The last US combat brigade pulled out of Iraq at dawn yesterday, a key milestone in the withdrawal of US forces more than seven years after the US-led invasion ousted former Iraqi president Saddam Hussein.
Under the cover of dark, the 4th Stryker Brigade, 2nd Infantry Division, crossed the border into Kuwait ahead of the planned declaration of an end to US combat operations in Iraq by an Aug. 31 deadline.

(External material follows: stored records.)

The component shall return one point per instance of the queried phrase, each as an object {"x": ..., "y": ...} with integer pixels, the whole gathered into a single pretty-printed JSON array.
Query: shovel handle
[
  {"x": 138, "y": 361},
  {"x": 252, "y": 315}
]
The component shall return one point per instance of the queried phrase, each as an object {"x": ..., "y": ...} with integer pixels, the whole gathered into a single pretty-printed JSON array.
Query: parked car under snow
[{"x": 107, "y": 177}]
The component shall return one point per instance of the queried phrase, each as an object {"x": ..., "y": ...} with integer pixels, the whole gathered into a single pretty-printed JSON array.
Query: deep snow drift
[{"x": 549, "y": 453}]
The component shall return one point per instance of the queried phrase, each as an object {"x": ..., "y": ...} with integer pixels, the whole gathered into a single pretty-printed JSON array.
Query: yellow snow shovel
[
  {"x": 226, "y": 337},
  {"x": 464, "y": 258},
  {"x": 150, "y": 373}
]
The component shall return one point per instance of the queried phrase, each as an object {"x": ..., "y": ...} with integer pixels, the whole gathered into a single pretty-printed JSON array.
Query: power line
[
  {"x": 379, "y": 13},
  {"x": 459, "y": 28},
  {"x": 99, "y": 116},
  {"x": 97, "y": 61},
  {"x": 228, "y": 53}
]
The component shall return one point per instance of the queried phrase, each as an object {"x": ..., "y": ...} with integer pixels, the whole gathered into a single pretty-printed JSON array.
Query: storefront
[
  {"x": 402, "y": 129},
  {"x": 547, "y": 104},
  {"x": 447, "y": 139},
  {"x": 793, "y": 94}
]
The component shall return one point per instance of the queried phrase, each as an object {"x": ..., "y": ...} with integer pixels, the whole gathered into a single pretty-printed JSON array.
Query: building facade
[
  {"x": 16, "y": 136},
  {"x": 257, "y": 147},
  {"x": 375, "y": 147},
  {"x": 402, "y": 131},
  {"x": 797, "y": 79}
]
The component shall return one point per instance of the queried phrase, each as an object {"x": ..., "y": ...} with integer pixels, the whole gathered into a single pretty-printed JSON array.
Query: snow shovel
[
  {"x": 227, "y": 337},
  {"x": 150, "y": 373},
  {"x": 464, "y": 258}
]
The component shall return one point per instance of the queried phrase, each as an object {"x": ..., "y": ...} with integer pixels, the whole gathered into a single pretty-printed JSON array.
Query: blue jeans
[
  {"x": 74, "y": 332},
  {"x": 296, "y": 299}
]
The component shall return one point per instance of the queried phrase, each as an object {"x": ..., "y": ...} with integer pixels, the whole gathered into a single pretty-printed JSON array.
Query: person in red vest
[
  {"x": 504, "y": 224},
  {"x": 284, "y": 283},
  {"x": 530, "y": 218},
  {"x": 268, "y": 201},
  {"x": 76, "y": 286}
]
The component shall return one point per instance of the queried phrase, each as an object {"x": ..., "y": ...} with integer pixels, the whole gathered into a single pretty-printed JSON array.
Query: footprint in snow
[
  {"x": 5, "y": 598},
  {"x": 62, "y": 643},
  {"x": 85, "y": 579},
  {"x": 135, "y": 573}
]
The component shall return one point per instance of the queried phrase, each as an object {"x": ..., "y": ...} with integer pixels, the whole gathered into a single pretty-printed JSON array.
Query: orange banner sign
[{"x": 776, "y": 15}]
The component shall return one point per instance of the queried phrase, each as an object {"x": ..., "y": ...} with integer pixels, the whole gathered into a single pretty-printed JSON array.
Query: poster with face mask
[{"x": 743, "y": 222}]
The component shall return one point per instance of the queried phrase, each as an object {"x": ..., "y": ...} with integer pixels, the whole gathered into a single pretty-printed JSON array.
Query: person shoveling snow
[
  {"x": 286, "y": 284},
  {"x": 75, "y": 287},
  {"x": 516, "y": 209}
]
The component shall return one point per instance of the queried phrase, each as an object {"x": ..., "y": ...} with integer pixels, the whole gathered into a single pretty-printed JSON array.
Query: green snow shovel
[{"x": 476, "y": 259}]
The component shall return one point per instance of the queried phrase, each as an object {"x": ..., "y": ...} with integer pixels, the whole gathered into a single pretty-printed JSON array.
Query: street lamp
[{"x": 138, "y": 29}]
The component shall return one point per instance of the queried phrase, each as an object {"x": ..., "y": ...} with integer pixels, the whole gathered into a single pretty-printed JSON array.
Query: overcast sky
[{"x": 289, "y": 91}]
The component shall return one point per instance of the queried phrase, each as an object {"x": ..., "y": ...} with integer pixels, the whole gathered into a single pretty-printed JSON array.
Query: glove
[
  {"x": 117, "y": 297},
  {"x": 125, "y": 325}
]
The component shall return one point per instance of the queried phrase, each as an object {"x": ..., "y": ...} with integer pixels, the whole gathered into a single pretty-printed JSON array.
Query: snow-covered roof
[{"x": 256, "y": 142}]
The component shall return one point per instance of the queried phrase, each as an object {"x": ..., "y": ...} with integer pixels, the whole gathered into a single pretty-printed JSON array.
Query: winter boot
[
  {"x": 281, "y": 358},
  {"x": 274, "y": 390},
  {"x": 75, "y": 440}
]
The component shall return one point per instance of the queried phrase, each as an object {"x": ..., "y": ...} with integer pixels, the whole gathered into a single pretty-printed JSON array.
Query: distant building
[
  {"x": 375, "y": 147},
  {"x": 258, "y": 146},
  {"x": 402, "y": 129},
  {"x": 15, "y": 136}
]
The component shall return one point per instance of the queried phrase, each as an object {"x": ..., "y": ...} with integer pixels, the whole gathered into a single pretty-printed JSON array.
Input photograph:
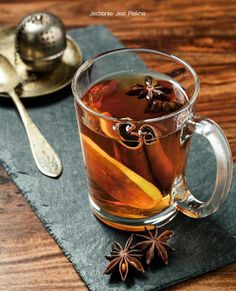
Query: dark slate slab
[{"x": 62, "y": 204}]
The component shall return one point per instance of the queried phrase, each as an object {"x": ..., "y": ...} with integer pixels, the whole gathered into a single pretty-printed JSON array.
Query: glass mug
[{"x": 136, "y": 168}]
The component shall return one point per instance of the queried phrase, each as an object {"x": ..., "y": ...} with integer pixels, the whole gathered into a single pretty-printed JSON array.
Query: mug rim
[{"x": 87, "y": 63}]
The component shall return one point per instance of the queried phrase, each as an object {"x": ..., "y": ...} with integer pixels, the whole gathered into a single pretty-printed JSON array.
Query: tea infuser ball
[{"x": 40, "y": 41}]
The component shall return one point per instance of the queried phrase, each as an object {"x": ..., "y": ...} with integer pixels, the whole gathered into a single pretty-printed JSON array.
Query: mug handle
[{"x": 186, "y": 202}]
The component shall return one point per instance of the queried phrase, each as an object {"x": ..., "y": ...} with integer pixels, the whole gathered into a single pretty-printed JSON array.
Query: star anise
[
  {"x": 122, "y": 258},
  {"x": 155, "y": 243},
  {"x": 156, "y": 95}
]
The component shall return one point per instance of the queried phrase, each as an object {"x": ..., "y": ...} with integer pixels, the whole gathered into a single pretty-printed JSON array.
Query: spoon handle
[{"x": 44, "y": 155}]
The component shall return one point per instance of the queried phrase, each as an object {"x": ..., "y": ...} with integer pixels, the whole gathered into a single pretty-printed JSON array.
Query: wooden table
[{"x": 201, "y": 32}]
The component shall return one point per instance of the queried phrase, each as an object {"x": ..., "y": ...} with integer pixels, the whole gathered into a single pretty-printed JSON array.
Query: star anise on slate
[
  {"x": 156, "y": 95},
  {"x": 121, "y": 258},
  {"x": 155, "y": 243}
]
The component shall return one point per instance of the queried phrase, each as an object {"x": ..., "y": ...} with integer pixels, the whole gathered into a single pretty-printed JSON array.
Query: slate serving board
[{"x": 62, "y": 204}]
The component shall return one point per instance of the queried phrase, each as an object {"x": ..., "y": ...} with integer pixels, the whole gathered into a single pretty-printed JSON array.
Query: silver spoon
[{"x": 45, "y": 157}]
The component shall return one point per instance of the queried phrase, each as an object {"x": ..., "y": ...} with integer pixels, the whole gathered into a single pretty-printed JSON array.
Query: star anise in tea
[
  {"x": 122, "y": 258},
  {"x": 155, "y": 243},
  {"x": 157, "y": 96}
]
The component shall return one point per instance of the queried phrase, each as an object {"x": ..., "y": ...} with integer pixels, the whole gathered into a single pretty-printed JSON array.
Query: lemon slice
[{"x": 118, "y": 180}]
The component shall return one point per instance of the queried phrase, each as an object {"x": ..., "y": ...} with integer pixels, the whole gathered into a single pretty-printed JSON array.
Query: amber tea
[
  {"x": 136, "y": 113},
  {"x": 130, "y": 169}
]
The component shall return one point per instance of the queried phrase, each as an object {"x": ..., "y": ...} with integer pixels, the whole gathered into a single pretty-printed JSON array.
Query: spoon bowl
[{"x": 44, "y": 155}]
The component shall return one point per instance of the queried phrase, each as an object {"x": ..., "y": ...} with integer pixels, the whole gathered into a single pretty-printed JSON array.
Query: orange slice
[{"x": 116, "y": 179}]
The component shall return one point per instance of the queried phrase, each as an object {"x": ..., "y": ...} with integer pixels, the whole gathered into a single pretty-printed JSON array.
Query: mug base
[{"x": 129, "y": 224}]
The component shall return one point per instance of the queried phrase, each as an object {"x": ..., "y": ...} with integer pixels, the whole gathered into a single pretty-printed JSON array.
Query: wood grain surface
[{"x": 201, "y": 32}]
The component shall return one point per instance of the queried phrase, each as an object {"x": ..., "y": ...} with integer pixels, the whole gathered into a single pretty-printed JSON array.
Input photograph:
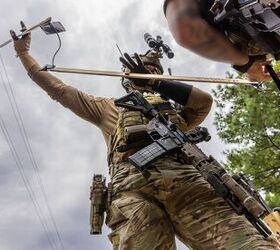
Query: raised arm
[
  {"x": 86, "y": 106},
  {"x": 194, "y": 33}
]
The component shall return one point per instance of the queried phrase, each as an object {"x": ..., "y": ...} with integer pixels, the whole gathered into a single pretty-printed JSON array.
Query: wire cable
[
  {"x": 23, "y": 132},
  {"x": 25, "y": 179}
]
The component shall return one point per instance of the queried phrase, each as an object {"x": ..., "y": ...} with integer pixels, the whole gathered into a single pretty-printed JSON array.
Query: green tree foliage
[{"x": 249, "y": 119}]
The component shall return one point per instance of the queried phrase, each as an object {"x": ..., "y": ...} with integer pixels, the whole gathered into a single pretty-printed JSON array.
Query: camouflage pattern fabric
[{"x": 175, "y": 200}]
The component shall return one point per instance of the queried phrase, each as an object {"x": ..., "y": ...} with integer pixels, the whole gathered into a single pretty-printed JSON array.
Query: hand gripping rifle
[{"x": 167, "y": 138}]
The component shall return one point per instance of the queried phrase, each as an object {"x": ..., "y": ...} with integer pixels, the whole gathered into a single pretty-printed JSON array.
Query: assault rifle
[
  {"x": 167, "y": 138},
  {"x": 256, "y": 21}
]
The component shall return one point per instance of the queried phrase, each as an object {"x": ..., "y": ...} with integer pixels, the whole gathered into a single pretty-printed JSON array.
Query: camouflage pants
[{"x": 174, "y": 201}]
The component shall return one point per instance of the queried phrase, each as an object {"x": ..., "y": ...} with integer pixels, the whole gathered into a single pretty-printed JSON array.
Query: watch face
[{"x": 245, "y": 2}]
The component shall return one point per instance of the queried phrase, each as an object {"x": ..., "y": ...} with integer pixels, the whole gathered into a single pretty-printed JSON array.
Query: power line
[
  {"x": 24, "y": 178},
  {"x": 23, "y": 132}
]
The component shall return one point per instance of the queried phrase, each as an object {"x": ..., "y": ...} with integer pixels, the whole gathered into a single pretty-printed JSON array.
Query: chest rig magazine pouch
[
  {"x": 167, "y": 138},
  {"x": 100, "y": 197}
]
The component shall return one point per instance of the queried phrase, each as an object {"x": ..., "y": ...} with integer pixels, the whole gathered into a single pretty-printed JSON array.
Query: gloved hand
[
  {"x": 257, "y": 72},
  {"x": 138, "y": 67},
  {"x": 22, "y": 45}
]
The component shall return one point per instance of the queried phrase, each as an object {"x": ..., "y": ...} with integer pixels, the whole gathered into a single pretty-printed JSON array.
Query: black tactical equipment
[
  {"x": 100, "y": 197},
  {"x": 253, "y": 25},
  {"x": 167, "y": 138},
  {"x": 158, "y": 45}
]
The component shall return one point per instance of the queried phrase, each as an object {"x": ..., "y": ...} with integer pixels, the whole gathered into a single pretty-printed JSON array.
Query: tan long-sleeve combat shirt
[{"x": 102, "y": 111}]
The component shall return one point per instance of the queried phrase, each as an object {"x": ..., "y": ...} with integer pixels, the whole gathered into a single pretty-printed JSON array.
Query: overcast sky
[{"x": 67, "y": 149}]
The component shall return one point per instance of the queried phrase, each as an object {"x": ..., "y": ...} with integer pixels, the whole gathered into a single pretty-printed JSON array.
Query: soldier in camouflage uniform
[{"x": 147, "y": 214}]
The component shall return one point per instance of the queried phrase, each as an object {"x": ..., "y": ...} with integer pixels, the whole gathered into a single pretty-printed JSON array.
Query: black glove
[
  {"x": 137, "y": 67},
  {"x": 22, "y": 45}
]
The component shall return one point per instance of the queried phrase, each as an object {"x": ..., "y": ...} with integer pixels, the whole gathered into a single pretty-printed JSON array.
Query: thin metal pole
[
  {"x": 44, "y": 22},
  {"x": 152, "y": 76}
]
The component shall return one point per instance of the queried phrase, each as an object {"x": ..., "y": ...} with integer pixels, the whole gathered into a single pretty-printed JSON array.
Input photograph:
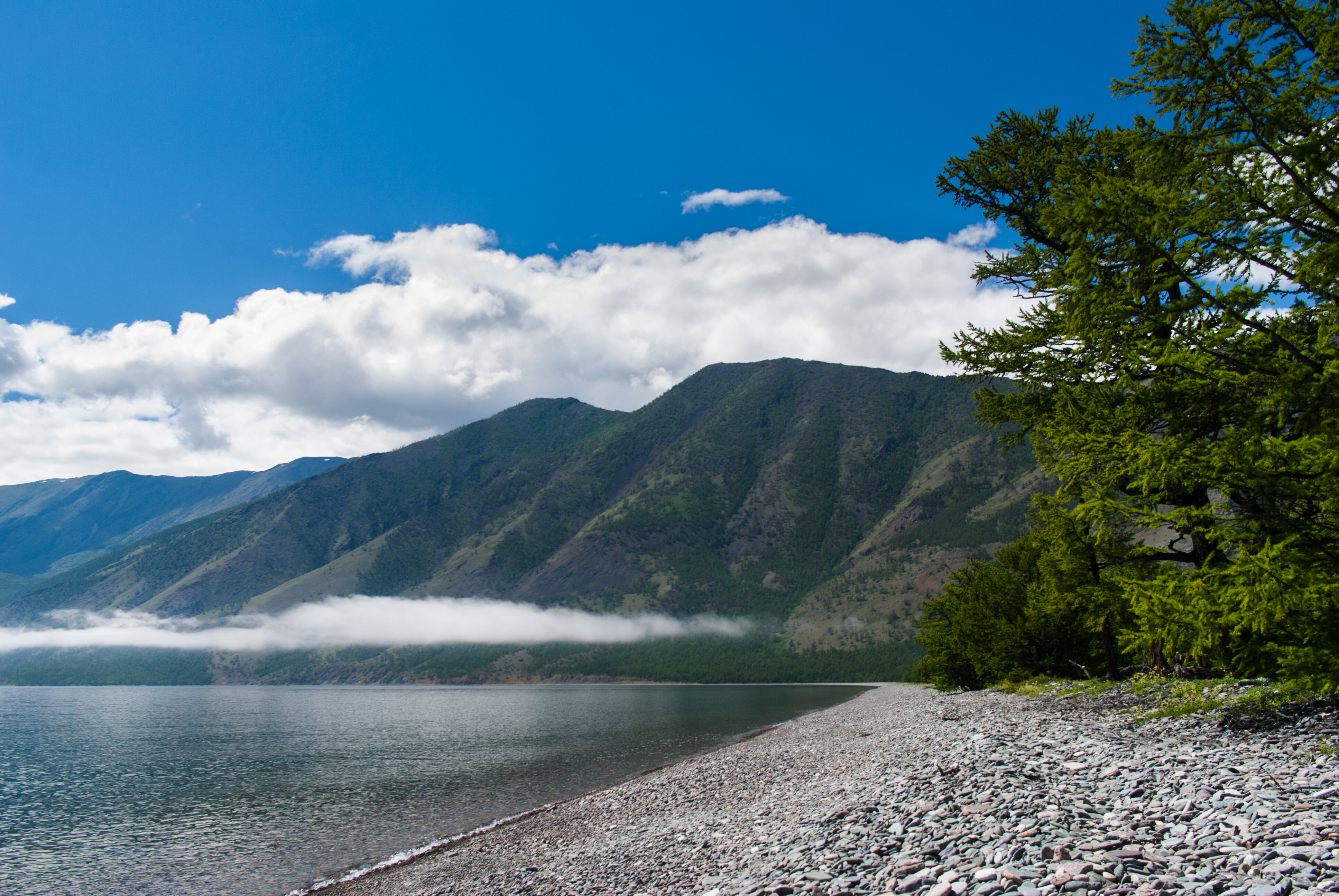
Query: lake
[{"x": 252, "y": 791}]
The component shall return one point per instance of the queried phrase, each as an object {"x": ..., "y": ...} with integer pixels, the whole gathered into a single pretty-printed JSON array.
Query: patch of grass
[
  {"x": 1279, "y": 704},
  {"x": 1035, "y": 686}
]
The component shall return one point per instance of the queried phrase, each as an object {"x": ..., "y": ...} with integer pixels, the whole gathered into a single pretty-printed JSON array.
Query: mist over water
[
  {"x": 359, "y": 619},
  {"x": 232, "y": 791}
]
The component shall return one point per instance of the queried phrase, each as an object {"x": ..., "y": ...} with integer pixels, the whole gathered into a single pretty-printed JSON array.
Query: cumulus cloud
[
  {"x": 446, "y": 329},
  {"x": 700, "y": 202},
  {"x": 342, "y": 622}
]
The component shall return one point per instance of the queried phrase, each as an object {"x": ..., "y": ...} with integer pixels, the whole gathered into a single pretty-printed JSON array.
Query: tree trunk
[
  {"x": 1160, "y": 662},
  {"x": 1113, "y": 670}
]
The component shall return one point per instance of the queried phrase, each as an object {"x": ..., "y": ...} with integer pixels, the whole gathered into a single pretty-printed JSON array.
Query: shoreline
[{"x": 911, "y": 792}]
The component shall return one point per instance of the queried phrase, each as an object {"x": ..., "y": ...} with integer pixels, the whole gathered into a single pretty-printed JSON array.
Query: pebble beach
[{"x": 910, "y": 792}]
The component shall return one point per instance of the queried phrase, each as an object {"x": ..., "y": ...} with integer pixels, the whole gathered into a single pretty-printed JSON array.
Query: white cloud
[
  {"x": 339, "y": 622},
  {"x": 700, "y": 202},
  {"x": 452, "y": 329},
  {"x": 974, "y": 236}
]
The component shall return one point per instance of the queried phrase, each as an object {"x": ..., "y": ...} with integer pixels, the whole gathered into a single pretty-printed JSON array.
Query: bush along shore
[{"x": 912, "y": 792}]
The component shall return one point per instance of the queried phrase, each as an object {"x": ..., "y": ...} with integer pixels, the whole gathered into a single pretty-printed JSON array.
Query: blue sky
[{"x": 156, "y": 156}]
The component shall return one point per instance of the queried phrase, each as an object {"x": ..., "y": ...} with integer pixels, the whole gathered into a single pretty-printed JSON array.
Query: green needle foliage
[{"x": 1179, "y": 372}]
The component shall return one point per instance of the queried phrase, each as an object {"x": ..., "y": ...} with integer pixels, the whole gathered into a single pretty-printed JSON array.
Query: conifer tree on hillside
[{"x": 1179, "y": 369}]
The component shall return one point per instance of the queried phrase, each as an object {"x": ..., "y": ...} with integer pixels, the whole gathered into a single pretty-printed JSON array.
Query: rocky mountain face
[
  {"x": 828, "y": 496},
  {"x": 53, "y": 525}
]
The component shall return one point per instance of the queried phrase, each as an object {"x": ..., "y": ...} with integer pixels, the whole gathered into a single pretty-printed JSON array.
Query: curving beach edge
[{"x": 906, "y": 791}]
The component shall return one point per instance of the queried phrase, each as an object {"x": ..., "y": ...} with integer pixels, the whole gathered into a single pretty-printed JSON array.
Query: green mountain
[
  {"x": 58, "y": 524},
  {"x": 829, "y": 499}
]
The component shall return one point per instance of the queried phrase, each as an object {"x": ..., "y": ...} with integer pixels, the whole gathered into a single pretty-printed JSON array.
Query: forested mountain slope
[
  {"x": 756, "y": 488},
  {"x": 57, "y": 524}
]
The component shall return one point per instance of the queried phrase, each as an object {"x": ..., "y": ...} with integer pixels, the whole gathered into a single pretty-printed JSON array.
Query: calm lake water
[{"x": 252, "y": 791}]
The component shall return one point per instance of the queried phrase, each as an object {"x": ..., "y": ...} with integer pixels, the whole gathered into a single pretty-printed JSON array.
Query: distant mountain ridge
[
  {"x": 825, "y": 496},
  {"x": 53, "y": 525}
]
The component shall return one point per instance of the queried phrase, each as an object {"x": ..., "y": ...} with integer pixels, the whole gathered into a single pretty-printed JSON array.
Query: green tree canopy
[{"x": 1179, "y": 369}]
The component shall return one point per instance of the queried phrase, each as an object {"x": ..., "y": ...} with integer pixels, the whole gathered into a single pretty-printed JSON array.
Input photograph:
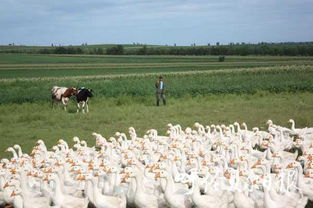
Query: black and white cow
[{"x": 82, "y": 97}]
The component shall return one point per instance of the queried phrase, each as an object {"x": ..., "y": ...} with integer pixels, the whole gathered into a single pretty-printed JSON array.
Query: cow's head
[{"x": 90, "y": 91}]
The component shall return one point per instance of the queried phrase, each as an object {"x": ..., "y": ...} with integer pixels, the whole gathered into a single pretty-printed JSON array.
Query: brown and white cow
[{"x": 62, "y": 94}]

“Yes, they did,” Lieutenant Colonel Eric Bloom said, when asked if the brigade had crossed into Kuwait. “The last one crossed at about 6am this morning.”
PHOTO: REUTERS/US ARMY
“They have a few more days to clean the equipment, prepare the equipment, get it ready for shipment and then they’ll fly out [to the US],” he said.
It took two days for 360 vehicles and 1,200 soldiers to travel from Camp Liberty on Baghdad’s outskirts and Camp Taji north of the capital, through the Shiite south, and into the Gulf emirate, Bloom said.
He said the rest of the 4,000-strong brigade left Iraq by air.
Captain Russell Varnado at Camp Arifjan, a major US base about 70km south of Kuwait City, said “the combat troops have finished moving.”
“The troops are transitioning now. They are scheduled to go back home soon,” he said, without giving a specific date.
About 56,000 US soldiers remain in Iraq, with that figure set to drop to 50,000 by Sept. 1. At that point, the US mission in Iraq will be re-named “Operation New Dawn,” from “Operation Iraqi Freedom” — the name given to US operations here since the invasion.
The remaining 6,000 soldiers who will leave the country in the next two weeks are clustered throughout Iraq, Captain Sarah Baumgardner said.
“It is about a transition to a change of mission, going from combat operations to stability operations,” Major General Stephen Lanza said in an interview with US television channel MSNBC.